In the terminal on your controller machine, run the following:

# download the repository and set up the virtual environment to run the playbook
git clone git@github.com:bashtheshell/app_version_scraper.git
cd app_version_scraper
python3 -m venv venv
source venv/bin/activate
pip install --upgrade pip
pip install ansible

# not required but to quickly test ansible setup using ad-hoc command and make sure you're properly connected
# -u is for the remote user, --private-key is for the private SSH key used to connect remotely
# Don't forget the comma after the IP address. Uncomment the next line to test
# ansible all -i "remote.server.ip.address," -m ping -u root --private-key=~/.ssh/remoteserver-id_rsa

# to run the playbook
ansible-playbook -i "remote.server.ip.address," ubuntu18-04_server_playbook.yml --private-key=~/.ssh/remoteserver-id_rsa

After the playbook completed its run, you should be able to view the webpage through the web browser. Please go to http://remote.server.ip.address/

When you are done, you can shutdown and delete the VM as well as deleting the current project folder.

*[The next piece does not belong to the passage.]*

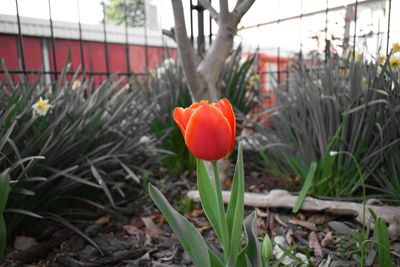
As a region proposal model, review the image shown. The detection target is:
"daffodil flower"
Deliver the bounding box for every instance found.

# clean up current directory
deactivate
cd ..
rm -rf ./app_version_scraper

Known Issues

  • If a text file containing the version does not exist, then the PHP script would exit immediately, leaving the HTML rendering incomplete. Yes, you can expect a broken page. This is expected due to the following line containing the die() function in the PHP script: $tmp_file = fopen($file, "r") or die("Error: Unable to open the file.");. Because of my limited expertise and the sole purpose of this repository, I do not plan on improving the error-handling in the future.


DISCLAIMER

1: This GitHub repository is not affiliated, associated, authorized, endorsed by, or in any way officially connected with Convo Communications, LLC, or any of their subsidiaries or affiliates. All product and company names are the registered trademarks of their original owners. The use of any trade name or trademark is for demonstration, identification, and reference purposes only and does not imply any association with the trademark holder of their product brand.